Corbie qualche secolo dopo. 

San Pascasio un giorno si stancò di far l'abate. Si dimise, e lasciò il monastero benedettino di Corbie che lui stesso aveva fondato. Probabilmente fu a causa di Carlo il Calvo, re dei Franchi occidentali, che a questo punto aveva più di un motivo per non essere contento di quello che succedeva a Corbie. Era il monastero dove aveva deciso di rinchiudere un suo cugino omonimo: orbene, questo Carlo era scomparso, a Corbie nessuno l'aveva più visto, e l'abate Pascasio in tutto questo? L'abate Pascasio era uno dei più grandi intellettuali del secolo IX e preferiva discutere di eucarestia e mariologia in elaborati carteggi con gli abati suoi pari, invece di tener d'occhio i monaci coatti. Il Carlo che si era dato alla macchia era figlio di Pipino d'Aquitania, un nome che non vi dice niente perché a scuola vi hanno insegnato che Ludovico il Pio aveva diviso l'Impero in tre parti per tre figli: Lotario, Carlo il Calvo e Ludovico il Germanico. Ma indovinate: le cose sono un po' più complesse, Ludovico si sposò due volte ed ebbe quattro figli maschi (più altri illegittimi, perché per quanto Pio non disdegnava le concubine). Pipino d'Aquitania era addirittura il secondogenito e aveva regnato in Aquitania; ma una serie di liti con fratelli e fratellastri ne avevano di molto ridotto il regno a favore, appunto, del più giovane Carlo il Calvo. Il figlio che avrebbe dovuto restare confinato a Corbie aveva qualche titolo per rivendicare i territori del padre, e in effetti sappiamo che una volta scappato tentò davvero di organizzare una rivolta, che però non ebbe successo. Poi ci fu il caso di Ivo, un altro monaco di buona famiglia, che al contrario del Carlo fuggitivo, a Corbie voleva restarci: e quando Pascasio lo cacciò per indegnità, andò a lamentarsi dal re, che gli diede ragione: fu la goccia che ne fece traboccare la pazienza.
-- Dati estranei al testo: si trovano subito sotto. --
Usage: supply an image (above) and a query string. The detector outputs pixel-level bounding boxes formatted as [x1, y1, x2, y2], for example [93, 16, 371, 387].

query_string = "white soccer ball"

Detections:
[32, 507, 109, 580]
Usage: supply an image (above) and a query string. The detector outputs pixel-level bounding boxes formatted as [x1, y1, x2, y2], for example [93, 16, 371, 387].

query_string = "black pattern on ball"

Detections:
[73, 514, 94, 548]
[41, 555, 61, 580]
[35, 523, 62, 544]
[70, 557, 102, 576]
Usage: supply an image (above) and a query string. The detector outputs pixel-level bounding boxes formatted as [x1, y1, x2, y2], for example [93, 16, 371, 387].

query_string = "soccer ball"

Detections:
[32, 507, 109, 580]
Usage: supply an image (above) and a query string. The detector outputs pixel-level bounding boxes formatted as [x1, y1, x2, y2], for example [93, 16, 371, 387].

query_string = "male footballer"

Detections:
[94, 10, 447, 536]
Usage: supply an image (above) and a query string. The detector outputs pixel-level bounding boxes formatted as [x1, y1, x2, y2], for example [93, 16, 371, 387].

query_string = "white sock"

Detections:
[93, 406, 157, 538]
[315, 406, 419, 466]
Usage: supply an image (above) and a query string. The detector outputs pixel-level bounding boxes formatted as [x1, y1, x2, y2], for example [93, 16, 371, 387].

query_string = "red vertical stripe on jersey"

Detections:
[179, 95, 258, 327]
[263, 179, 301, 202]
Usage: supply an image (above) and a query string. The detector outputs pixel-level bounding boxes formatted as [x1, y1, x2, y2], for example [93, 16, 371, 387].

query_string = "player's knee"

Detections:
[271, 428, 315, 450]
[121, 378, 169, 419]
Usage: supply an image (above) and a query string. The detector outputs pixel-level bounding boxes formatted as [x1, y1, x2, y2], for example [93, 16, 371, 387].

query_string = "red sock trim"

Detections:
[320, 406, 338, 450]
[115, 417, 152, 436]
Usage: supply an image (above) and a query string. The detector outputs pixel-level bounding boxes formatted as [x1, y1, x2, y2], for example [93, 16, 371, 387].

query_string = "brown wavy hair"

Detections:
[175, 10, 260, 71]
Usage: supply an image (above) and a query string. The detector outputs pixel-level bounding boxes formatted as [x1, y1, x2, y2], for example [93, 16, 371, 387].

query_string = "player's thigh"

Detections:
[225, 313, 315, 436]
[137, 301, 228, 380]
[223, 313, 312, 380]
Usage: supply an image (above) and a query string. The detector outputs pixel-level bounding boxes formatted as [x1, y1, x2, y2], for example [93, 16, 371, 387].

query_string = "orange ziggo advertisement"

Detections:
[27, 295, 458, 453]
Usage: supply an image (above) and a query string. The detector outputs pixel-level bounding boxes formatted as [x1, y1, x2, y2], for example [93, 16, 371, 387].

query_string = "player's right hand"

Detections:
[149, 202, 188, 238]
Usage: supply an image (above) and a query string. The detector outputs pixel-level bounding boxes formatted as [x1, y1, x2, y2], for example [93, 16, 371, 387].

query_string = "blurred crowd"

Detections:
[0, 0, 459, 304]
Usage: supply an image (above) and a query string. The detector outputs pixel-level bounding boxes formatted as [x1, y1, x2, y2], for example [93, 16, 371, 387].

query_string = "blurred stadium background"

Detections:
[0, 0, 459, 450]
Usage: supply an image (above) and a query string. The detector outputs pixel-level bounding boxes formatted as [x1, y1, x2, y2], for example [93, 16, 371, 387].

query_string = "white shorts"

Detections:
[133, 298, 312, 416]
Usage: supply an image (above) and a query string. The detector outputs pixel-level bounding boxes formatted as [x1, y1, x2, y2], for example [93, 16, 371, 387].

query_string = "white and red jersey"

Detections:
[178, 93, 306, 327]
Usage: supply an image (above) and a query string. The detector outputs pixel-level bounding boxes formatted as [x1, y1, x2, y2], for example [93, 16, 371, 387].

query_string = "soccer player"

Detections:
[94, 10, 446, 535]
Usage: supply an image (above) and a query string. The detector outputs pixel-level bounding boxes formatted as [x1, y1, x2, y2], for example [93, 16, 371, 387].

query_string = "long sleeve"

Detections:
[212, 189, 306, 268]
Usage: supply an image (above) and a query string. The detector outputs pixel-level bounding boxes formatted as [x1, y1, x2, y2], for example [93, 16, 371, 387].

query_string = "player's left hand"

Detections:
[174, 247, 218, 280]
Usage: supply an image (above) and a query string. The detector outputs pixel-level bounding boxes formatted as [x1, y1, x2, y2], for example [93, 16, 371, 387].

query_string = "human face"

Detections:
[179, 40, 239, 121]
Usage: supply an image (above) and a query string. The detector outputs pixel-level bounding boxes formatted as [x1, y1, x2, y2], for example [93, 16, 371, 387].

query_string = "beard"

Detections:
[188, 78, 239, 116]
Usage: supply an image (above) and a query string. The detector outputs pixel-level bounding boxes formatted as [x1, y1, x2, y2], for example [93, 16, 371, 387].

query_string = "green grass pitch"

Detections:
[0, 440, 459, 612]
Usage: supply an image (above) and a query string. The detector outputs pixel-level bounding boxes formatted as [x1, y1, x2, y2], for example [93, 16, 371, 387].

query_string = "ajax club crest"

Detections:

Pascasio convocò i suoi monaci e li informò che l'indegno era lui, e per qualche tempo si ritirò in un altro monastero (St.-Riquier), dove finalmente poté dedicare il suo tempo agli amati studi, difendere la tesi della verginità di Maria post-partum e dimostrare la presenza della carne di Cristo nell'eucarestia: non i due argomenti che mi avvicinano di più a San Pascasio. Ma ho voluto lo stesso scrivere di lui: perché?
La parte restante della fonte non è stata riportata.